In the above example, RTA and RTB are running internal BGP inside autonomous system 100. RTB is using in its neighbor command the loopback interface of RTA (150.212.1.1); in this case RTA has to force BGP to use the loopback IP address as the source in the TCP neighbor connection. RTA will do so by adding the update-source int loopback configuration (neighbor 190.225.11.1 update-source int loopback 1) and this statement forces BGP to use the ip address of its loopback interface when talking to neighbor 190.225.11.1.

Note that RTA has used the physical interface IP address (190.225.11.1) of RTB as a neighbor and that is why RTB does not need to do any special configuration.

Index


EBGP Multihop

In some special cases, the Cisco router could be running external BGP with a third party router that does not allow the two external peers to be directly connected. In this case EBGP multihop is used to allow the neighbor connection to be established between two non directly connected external peers. The multihop is used only for external BGP and not for internal BGP. The following example gives a better illustration of EBGP multihop.

RTA#
router bgp 100
neighbor 180.225.11.1 remote-as 300
neighbor 180.225.11.1 ebgp-multihop

RTB#
router bgp 300
neighbor 129.213.1.2 remote-as 100

RTA is indicating an external neighbor that is not directly connected. RTA needs to indicate that it will be using ebgp-multihop. On the other hand, RTB is indicating a neighbor that is directly connected (129.213.1.2) and that is why it does not need the ebgp-multihop command. Some IGP or static routing should also be configured in order to allow the non connected neighbors to reach eachother.

The following example shows how to achieve load balancing with BGP in a particular case where we have EBGP over parallel lines.
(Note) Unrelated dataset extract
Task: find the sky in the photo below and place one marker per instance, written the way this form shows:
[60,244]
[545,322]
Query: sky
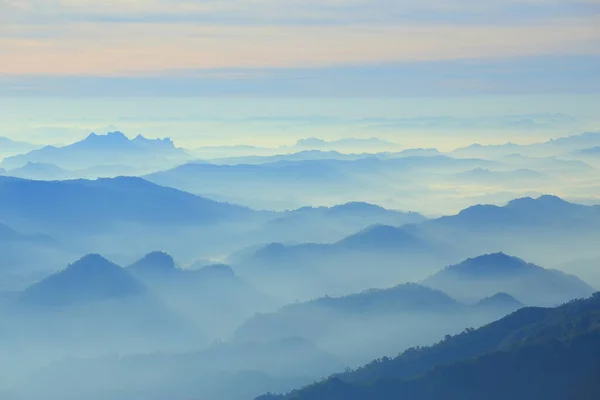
[95,52]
EBGP Multihop (Load Balancing)

RTA#
int loopback 0
ip address 150.10.1.1 255.255.255.0

router bgp 100
neighbor 160.10.1.1 remote-as 200
neighbor 160.10.1.1 ebgp-multihop
neighbor 160.10.1.1 update-source loopback 0
network 150.10.0.0


ip route 160.10.0.0 255.255.0.0 1.1.1.2
ip route 160.10.0.0 255.255.0.0 2.2.2.2

RTB#
int loopback 0
ip address 160.10.1.1 255.255.255.0

router bgp 200
neighbor 150.10.1.1 remote-as 100
neighbor 150.10.1.1 update-source loopback 0
neighbor 150.10.1.1 ebgp-multihop
network 160.10.0.0


ip route 150.10.0.0 255.255.0.0 1.1.1.1
ip route 150.10.0.0 255.255.0.0 2.2.2.1

The above example illustrates the use of loopback interfaces, update-source and ebgp-multihop. This is a workaround in order to achieve load balancing between two EBGP speakers over parallel serial lines. In normal situations, BGP will pick one of the lines to send packets on and load balancing would not take place. By introducing loopback interfaces, the next hop for EBGP will be the loopback interface. Static routes (it could be some IGP also) are used to introduce two equal cost paths to reach the destination. RTA will have two choices to reach next hop 160.10.1.1: one via 1.1.1.2 and the other one via 2.2.2.2 and the same for RTB.

Index


Route Maps

At this point I would like to introduce route maps because they will be used heavily with BGP. In the BGP context, route map is a method used to control and modify routing information. This is done by defining conditions for redistributing routes from one routing protocol to another or controlling routing information when injected in and out of BGP. The format of the route map follows:

route-map map-tag [[permit | deny] | [sequence-number]]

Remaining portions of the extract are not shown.